11 Eylül'deki saldırılar, ürkütücü bir biçimde hatalı yolda olan bir dünyadan atılan olağandışı birer kartvizitti. Kartlardaki mesajı Bin Ladin yazmış (kim bilir?) ve kuryeleri getirmiş olabilirdi, ama altındaki imza pekalâ da Amerika'nın eski savaşlarında ölenlerin hayaletlerine ait olabilirdi.
Kore, Vietnam ve Kamboçya'da ölen milyonlarca kişi; İsrail 1982 yılında Amerika'nın desteğiyle Lübnan'ı istila ettiği zaman ölen 17.500 kişi; Çöl Fırtınası Operasyonu'nda ölen 200.000 Iraklı; İsrail'in Batı Sahra'yı istilası sırasında ölen binlerce Filistinli. Ve Yugoslavya'da, Somali'de, Haiti'de, Şili'de, Nikaragua'da, El Salvador'da, Dominik Cumhuriyeti'nde, Panama'da, Amerikan Hükümetinin desteklemiş, eğitmiş, parayla ve silahla beslemiş olduğu teröristlerin, diktatörlerin, soykırımcıların ellerinde ölen milyonlarca insan. Üstelik bu listede daha çok eksik var.
Bunca savaşa ve çekişmelere karışmış olduğu göz önünde tutulursa Amerikan halkı gerçekten de çok şanslı sayılır. 11 Eylül'deki saldırılar, yüz yıldır Amerikan topraklarında yer alan ikinci saldırı olayı. Birincisi Pearl Harbour idi. Bunun intikamının alınması uzun sürdü, ama Hiroshima ve Nagazaki ile sonuçlandı. Şimdi dünya soluğunu tutmuş, tanık olacağı felaketleri bekliyor.

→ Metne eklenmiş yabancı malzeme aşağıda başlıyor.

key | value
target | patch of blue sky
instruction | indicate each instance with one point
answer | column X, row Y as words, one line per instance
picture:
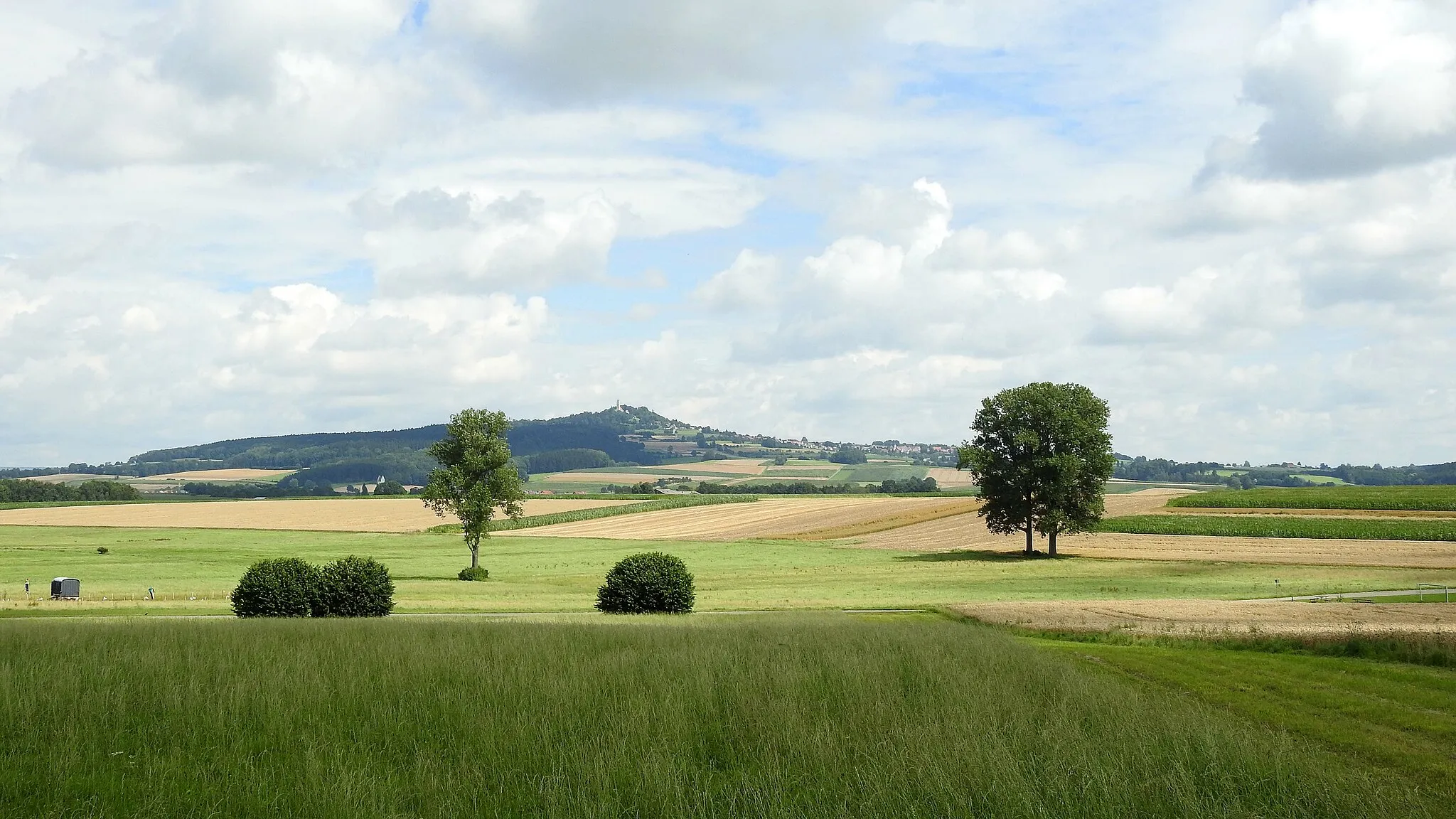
column 712, row 149
column 414, row 19
column 353, row 282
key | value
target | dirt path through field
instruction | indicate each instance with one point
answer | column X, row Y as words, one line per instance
column 1219, row 617
column 743, row 520
column 325, row 515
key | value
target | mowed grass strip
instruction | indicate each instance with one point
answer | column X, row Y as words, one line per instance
column 1392, row 714
column 1435, row 499
column 532, row 520
column 778, row 716
column 1282, row 527
column 884, row 523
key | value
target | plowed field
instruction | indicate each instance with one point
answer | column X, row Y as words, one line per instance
column 1204, row 617
column 743, row 520
column 344, row 515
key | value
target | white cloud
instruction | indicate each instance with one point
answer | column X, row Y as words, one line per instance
column 228, row 219
column 1239, row 304
column 1353, row 86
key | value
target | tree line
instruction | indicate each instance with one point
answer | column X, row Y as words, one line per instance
column 14, row 490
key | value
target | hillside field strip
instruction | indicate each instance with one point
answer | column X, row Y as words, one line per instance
column 950, row 478
column 768, row 518
column 1218, row 617
column 316, row 515
column 1436, row 498
column 75, row 478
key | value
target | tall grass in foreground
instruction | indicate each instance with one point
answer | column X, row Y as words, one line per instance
column 778, row 716
column 1282, row 527
column 1435, row 499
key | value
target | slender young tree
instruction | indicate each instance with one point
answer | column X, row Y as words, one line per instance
column 1042, row 456
column 475, row 476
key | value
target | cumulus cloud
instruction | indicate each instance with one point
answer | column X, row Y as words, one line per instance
column 1251, row 299
column 1351, row 86
column 226, row 219
column 226, row 82
column 453, row 242
column 919, row 286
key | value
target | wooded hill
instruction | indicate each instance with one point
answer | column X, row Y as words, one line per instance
column 572, row 442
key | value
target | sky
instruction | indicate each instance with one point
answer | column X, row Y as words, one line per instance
column 839, row 219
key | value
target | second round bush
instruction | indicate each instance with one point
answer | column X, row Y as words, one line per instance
column 355, row 587
column 647, row 583
column 286, row 587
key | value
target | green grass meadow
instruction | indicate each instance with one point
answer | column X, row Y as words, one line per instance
column 1435, row 499
column 701, row 716
column 1283, row 527
column 1392, row 714
column 561, row 574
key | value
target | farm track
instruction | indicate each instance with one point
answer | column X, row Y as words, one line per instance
column 779, row 518
column 1219, row 617
column 344, row 515
column 1359, row 513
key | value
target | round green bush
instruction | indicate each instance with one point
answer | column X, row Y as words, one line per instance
column 284, row 587
column 473, row 573
column 354, row 587
column 648, row 582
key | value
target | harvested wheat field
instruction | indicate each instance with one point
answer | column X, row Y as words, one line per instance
column 600, row 478
column 1219, row 617
column 222, row 476
column 1366, row 513
column 950, row 478
column 968, row 531
column 724, row 466
column 69, row 477
column 776, row 518
column 344, row 515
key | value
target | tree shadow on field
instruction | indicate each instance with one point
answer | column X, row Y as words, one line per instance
column 979, row 556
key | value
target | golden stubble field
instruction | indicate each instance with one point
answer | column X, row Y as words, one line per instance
column 968, row 532
column 1219, row 617
column 326, row 515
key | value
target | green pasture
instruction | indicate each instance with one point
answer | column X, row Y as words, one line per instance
column 875, row 473
column 822, row 716
column 1435, row 499
column 1283, row 527
column 1324, row 480
column 1123, row 487
column 1391, row 714
column 561, row 574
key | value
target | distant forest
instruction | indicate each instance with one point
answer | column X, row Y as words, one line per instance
column 594, row 441
column 574, row 442
column 1160, row 470
column 15, row 490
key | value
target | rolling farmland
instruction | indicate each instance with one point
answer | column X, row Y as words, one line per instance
column 1218, row 617
column 1439, row 498
column 768, row 518
column 326, row 515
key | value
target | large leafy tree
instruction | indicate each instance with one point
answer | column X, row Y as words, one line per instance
column 475, row 476
column 1042, row 456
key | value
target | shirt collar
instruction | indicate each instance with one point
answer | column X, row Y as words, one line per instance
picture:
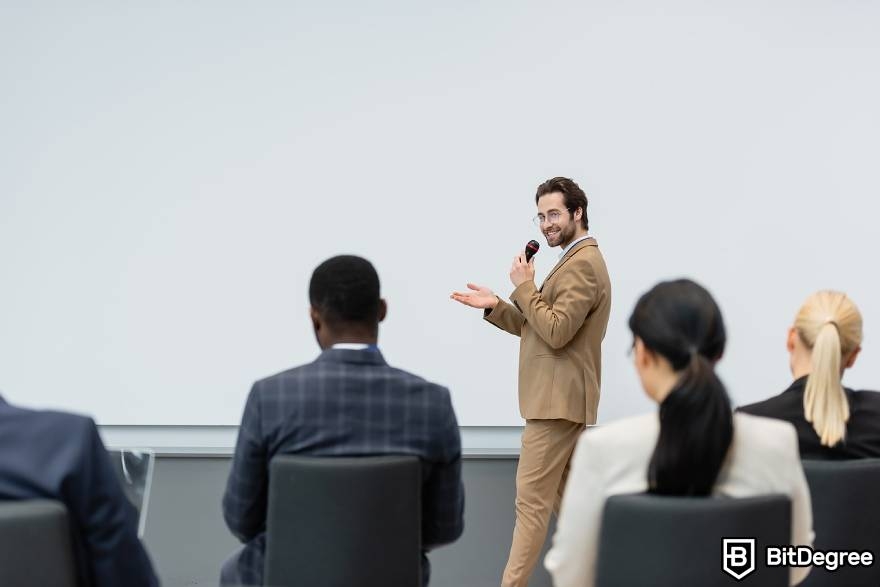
column 356, row 346
column 571, row 244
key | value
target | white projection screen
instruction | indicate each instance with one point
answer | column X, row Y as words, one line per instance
column 172, row 172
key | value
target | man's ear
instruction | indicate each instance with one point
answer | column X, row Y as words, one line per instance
column 851, row 360
column 644, row 357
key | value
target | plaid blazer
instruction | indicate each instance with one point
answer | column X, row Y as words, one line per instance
column 345, row 403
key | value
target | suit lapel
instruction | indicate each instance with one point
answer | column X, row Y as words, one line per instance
column 587, row 242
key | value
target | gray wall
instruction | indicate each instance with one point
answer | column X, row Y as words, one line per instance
column 188, row 540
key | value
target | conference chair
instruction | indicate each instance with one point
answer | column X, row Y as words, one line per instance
column 338, row 522
column 35, row 545
column 673, row 541
column 846, row 516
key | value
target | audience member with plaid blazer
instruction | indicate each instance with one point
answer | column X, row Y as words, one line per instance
column 347, row 402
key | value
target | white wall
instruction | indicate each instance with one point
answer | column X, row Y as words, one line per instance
column 171, row 173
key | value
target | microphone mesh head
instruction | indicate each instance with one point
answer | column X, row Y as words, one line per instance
column 531, row 248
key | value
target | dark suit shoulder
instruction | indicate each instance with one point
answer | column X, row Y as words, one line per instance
column 48, row 424
column 773, row 407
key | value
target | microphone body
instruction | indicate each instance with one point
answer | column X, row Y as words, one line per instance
column 531, row 248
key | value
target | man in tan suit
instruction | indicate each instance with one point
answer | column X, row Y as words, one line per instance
column 561, row 326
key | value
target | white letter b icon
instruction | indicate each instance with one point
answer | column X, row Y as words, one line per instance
column 739, row 556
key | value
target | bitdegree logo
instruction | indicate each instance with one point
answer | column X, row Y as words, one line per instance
column 805, row 556
column 738, row 557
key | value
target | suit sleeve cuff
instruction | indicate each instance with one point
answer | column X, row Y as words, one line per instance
column 522, row 293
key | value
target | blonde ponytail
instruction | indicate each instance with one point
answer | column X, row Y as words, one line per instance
column 831, row 326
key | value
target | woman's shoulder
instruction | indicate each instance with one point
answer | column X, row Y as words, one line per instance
column 625, row 428
column 751, row 425
column 770, row 438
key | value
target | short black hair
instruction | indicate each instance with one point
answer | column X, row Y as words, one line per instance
column 345, row 290
column 573, row 196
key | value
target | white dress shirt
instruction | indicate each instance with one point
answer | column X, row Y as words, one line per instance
column 613, row 459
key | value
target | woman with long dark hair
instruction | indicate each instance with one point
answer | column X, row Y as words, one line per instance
column 694, row 446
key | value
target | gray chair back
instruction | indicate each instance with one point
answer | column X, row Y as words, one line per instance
column 35, row 545
column 338, row 522
column 675, row 541
column 845, row 517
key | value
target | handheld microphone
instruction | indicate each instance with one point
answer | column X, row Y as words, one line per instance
column 531, row 248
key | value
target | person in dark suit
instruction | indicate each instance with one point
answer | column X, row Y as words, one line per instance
column 348, row 402
column 832, row 421
column 60, row 456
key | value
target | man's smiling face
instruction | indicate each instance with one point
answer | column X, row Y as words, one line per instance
column 558, row 224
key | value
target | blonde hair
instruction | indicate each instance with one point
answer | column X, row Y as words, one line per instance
column 830, row 325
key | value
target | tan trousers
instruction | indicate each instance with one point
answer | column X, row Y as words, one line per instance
column 544, row 459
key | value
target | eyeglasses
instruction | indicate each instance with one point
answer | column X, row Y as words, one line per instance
column 553, row 217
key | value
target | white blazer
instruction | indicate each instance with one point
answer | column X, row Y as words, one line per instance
column 613, row 459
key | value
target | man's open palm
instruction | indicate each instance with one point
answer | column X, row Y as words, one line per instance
column 479, row 297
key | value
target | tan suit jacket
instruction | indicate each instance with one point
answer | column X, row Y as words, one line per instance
column 561, row 327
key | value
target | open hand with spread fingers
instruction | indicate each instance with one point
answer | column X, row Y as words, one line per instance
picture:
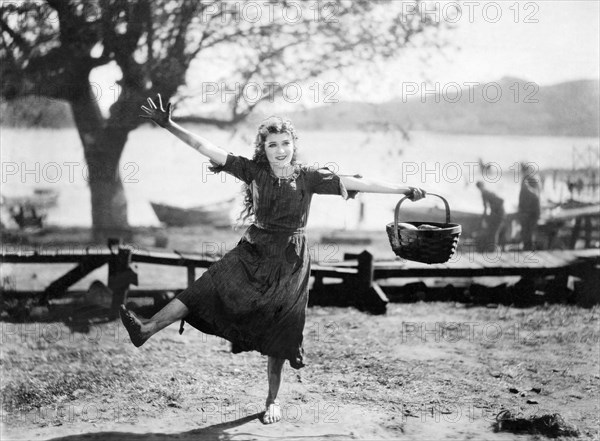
column 159, row 115
column 414, row 193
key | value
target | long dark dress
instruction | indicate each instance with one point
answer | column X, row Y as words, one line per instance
column 256, row 295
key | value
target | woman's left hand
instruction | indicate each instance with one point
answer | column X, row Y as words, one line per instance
column 414, row 193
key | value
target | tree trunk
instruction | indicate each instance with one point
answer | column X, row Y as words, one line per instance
column 109, row 206
column 102, row 146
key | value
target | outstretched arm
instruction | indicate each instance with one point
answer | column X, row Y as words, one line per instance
column 369, row 185
column 162, row 117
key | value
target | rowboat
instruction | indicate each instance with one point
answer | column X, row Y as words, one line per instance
column 217, row 214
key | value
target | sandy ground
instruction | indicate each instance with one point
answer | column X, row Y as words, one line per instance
column 423, row 371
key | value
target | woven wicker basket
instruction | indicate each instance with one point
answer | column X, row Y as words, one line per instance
column 427, row 246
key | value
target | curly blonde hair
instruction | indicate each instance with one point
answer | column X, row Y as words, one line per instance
column 272, row 124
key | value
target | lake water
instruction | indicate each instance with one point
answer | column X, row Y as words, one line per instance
column 157, row 167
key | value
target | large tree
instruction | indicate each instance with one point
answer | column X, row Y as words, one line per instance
column 49, row 48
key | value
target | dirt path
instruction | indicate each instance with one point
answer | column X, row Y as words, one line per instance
column 406, row 375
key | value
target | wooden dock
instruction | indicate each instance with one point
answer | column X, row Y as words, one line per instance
column 357, row 276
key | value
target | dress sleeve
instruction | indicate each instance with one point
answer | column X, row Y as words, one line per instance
column 237, row 166
column 324, row 181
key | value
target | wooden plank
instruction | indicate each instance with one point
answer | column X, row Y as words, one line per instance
column 71, row 256
column 63, row 283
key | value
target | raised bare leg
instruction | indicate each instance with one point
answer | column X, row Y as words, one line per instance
column 273, row 410
column 140, row 329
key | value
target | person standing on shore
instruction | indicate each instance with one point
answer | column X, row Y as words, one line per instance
column 492, row 223
column 256, row 295
column 529, row 207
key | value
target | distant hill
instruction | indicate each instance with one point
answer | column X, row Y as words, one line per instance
column 565, row 109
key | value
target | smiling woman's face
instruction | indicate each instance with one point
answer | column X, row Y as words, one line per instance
column 279, row 148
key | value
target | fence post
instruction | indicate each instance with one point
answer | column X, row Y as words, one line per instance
column 368, row 295
column 120, row 276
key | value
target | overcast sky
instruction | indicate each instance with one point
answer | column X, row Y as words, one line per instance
column 545, row 42
column 563, row 45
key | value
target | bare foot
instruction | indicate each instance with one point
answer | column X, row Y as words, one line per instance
column 273, row 413
column 134, row 326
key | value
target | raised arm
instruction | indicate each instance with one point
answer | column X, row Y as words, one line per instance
column 369, row 185
column 162, row 117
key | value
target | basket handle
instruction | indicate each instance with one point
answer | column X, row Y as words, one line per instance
column 397, row 212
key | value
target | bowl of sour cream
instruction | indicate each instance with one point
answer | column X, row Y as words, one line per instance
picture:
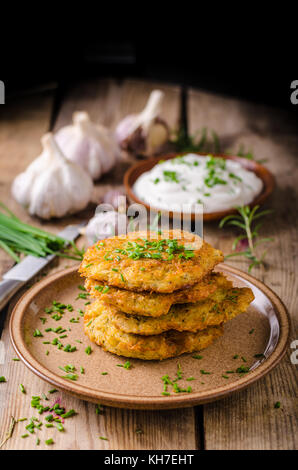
column 178, row 182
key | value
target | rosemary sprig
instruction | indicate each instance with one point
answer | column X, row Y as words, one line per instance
column 205, row 140
column 201, row 141
column 245, row 221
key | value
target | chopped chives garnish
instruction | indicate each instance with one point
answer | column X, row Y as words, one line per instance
column 69, row 414
column 49, row 442
column 204, row 372
column 242, row 370
column 126, row 365
column 70, row 377
column 37, row 333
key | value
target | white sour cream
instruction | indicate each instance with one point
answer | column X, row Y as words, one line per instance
column 216, row 183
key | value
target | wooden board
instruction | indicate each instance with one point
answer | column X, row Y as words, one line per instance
column 249, row 420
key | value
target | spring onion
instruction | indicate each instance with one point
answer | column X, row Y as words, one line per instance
column 17, row 237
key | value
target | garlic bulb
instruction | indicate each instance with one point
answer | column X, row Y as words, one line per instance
column 104, row 225
column 52, row 186
column 91, row 146
column 144, row 133
column 117, row 198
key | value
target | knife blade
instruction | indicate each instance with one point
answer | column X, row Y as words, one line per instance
column 30, row 266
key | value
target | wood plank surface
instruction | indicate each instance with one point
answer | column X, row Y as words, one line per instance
column 248, row 420
column 106, row 101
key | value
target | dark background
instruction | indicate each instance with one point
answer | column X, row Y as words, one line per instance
column 256, row 68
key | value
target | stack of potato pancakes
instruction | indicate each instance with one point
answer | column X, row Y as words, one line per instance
column 156, row 295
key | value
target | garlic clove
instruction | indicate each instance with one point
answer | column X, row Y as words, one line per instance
column 146, row 132
column 52, row 186
column 91, row 146
column 104, row 225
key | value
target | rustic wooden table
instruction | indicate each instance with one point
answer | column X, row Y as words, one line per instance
column 245, row 420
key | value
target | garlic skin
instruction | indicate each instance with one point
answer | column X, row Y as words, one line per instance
column 52, row 186
column 117, row 198
column 144, row 133
column 91, row 146
column 104, row 225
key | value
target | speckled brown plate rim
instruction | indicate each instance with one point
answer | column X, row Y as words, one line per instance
column 136, row 401
column 139, row 168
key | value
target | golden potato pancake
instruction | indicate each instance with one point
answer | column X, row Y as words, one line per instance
column 187, row 317
column 150, row 261
column 154, row 304
column 99, row 328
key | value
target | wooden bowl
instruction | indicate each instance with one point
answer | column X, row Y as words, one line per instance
column 133, row 173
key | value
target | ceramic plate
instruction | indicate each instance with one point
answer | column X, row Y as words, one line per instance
column 262, row 330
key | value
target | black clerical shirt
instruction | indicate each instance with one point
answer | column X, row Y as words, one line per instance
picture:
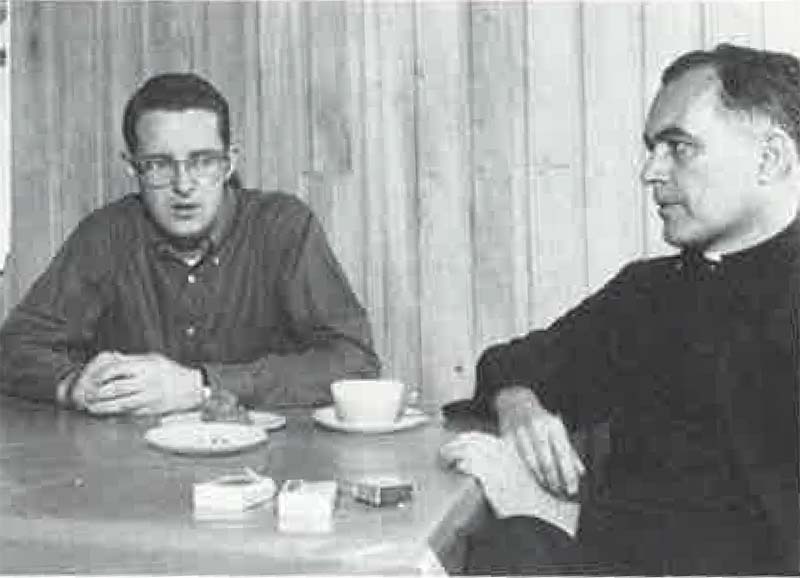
column 693, row 363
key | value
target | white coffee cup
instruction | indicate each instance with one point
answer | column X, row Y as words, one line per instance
column 368, row 400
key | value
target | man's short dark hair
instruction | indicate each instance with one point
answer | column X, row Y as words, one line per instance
column 176, row 92
column 752, row 81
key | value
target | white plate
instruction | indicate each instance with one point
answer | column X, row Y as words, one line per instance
column 326, row 416
column 205, row 438
column 266, row 420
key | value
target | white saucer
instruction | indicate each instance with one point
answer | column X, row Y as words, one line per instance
column 326, row 416
column 205, row 438
column 266, row 420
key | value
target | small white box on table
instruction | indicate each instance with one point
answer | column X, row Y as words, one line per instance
column 306, row 507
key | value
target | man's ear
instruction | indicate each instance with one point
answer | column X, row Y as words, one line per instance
column 234, row 152
column 778, row 156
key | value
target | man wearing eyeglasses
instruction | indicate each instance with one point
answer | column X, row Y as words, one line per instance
column 190, row 288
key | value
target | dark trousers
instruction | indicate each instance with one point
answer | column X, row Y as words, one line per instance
column 615, row 543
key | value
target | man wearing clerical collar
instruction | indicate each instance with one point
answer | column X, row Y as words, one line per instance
column 189, row 288
column 691, row 360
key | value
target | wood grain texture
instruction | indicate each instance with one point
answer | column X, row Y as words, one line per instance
column 475, row 165
column 499, row 160
column 557, row 223
column 445, row 204
column 612, row 45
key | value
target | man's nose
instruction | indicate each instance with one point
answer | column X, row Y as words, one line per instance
column 656, row 166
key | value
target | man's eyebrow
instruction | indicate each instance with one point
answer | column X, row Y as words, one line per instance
column 668, row 133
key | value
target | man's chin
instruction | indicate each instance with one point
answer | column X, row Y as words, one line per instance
column 186, row 238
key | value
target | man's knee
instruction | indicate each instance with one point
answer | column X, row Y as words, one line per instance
column 520, row 545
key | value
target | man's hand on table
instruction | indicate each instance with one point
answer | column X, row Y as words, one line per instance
column 541, row 440
column 141, row 384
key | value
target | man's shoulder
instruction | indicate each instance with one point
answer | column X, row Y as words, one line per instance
column 273, row 204
column 118, row 217
column 274, row 213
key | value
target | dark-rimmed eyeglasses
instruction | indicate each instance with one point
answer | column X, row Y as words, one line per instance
column 202, row 167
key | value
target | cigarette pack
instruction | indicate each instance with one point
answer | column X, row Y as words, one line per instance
column 382, row 491
column 231, row 493
column 306, row 507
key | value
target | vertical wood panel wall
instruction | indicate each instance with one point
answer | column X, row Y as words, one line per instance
column 475, row 164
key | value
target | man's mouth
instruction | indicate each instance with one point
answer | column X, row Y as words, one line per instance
column 185, row 209
column 666, row 210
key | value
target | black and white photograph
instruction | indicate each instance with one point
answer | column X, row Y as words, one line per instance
column 411, row 287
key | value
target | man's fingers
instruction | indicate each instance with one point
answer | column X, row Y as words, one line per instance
column 530, row 449
column 567, row 467
column 118, row 405
column 570, row 466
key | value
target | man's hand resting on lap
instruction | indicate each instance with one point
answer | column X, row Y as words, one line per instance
column 541, row 440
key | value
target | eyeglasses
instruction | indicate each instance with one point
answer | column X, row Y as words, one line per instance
column 202, row 167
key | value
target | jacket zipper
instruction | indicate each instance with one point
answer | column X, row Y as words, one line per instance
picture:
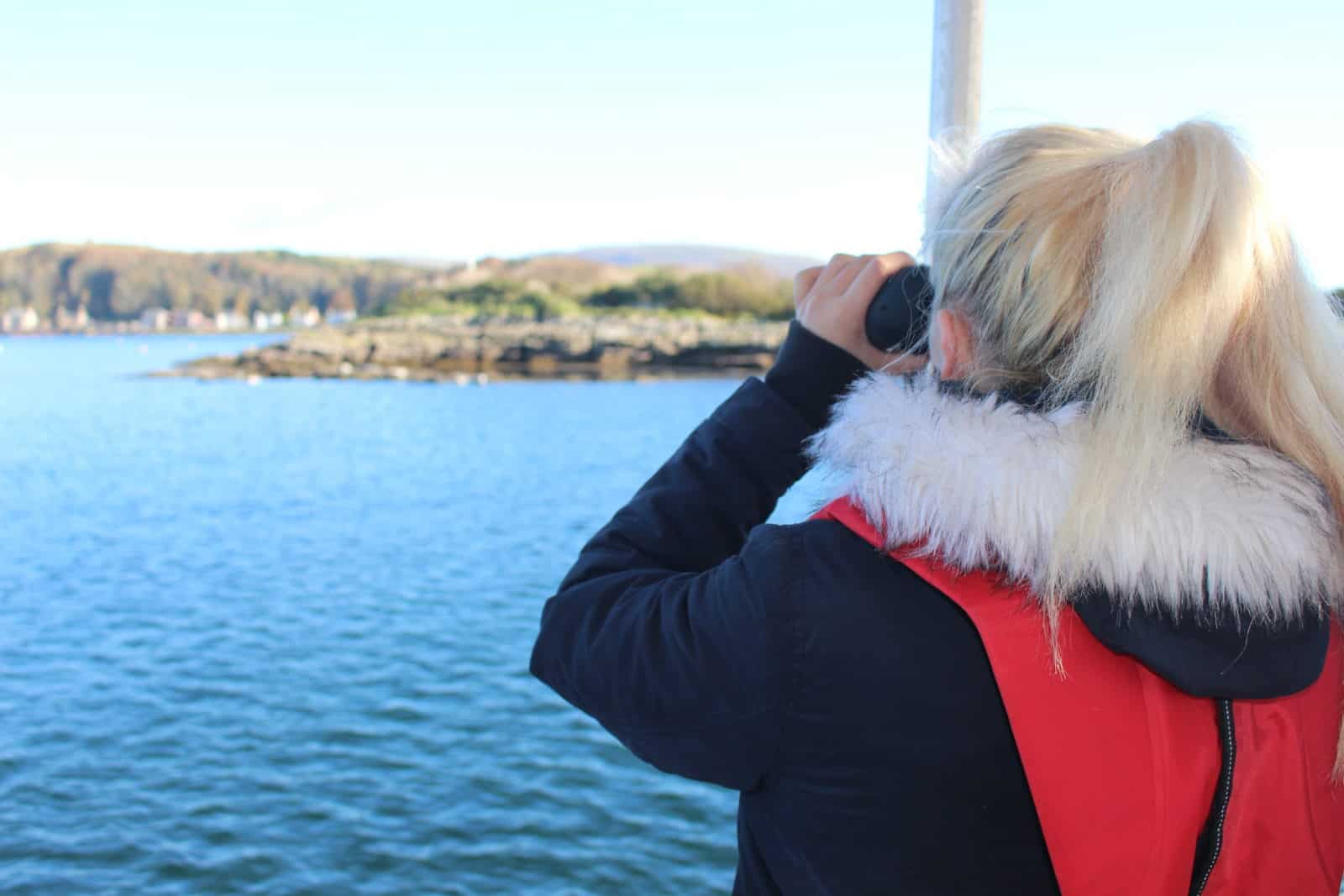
column 1227, row 741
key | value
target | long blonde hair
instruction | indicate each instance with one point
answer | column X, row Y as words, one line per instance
column 1153, row 280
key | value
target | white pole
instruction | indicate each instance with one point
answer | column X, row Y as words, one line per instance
column 954, row 93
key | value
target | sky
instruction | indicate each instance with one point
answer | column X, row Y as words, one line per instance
column 454, row 129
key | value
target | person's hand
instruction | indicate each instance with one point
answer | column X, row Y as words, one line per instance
column 833, row 300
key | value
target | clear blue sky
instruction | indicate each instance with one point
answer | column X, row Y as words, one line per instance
column 454, row 129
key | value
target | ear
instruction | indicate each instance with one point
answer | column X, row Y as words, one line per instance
column 954, row 347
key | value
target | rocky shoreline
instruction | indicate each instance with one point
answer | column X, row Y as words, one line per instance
column 450, row 349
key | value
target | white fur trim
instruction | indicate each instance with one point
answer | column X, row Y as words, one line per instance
column 988, row 481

Eğer Usame bin Ladin olmasaydı, dedi, Amerika onu yaratmak zorunda kalırdı. Ama bir bakıma yarattı da. Amerika, Afganistan'da operasyonlarına başladığında 1979 yılında oraya giden mücahitlerden biriydi Usame bin Ladin. Bin Ladin'in özelliği, CIA tarafından yaratılmış olup FBI tarafından aranması. İki hafta içinde kuşkulu şahıs konumundan baş kuşkulu konumuna yükseldi, sonra da ortada gerçek bir kanıt yokken şimşek hızıyla tepeye yükselip 'ölü ya da diri' aranır oldu.
Nereden bakılırsa bakılsın, Bin Ladin'le 11 Eylül olayı arasında bağlantı kuracak (ve mahkemedeki incelemede kabul görecek) kanıtlar bulup çıkarmak olanaksızdır. Şu ana kadar onu suçlu gösterebilecek en büyük kanıt, bu olayı kınamamış olmasıdır.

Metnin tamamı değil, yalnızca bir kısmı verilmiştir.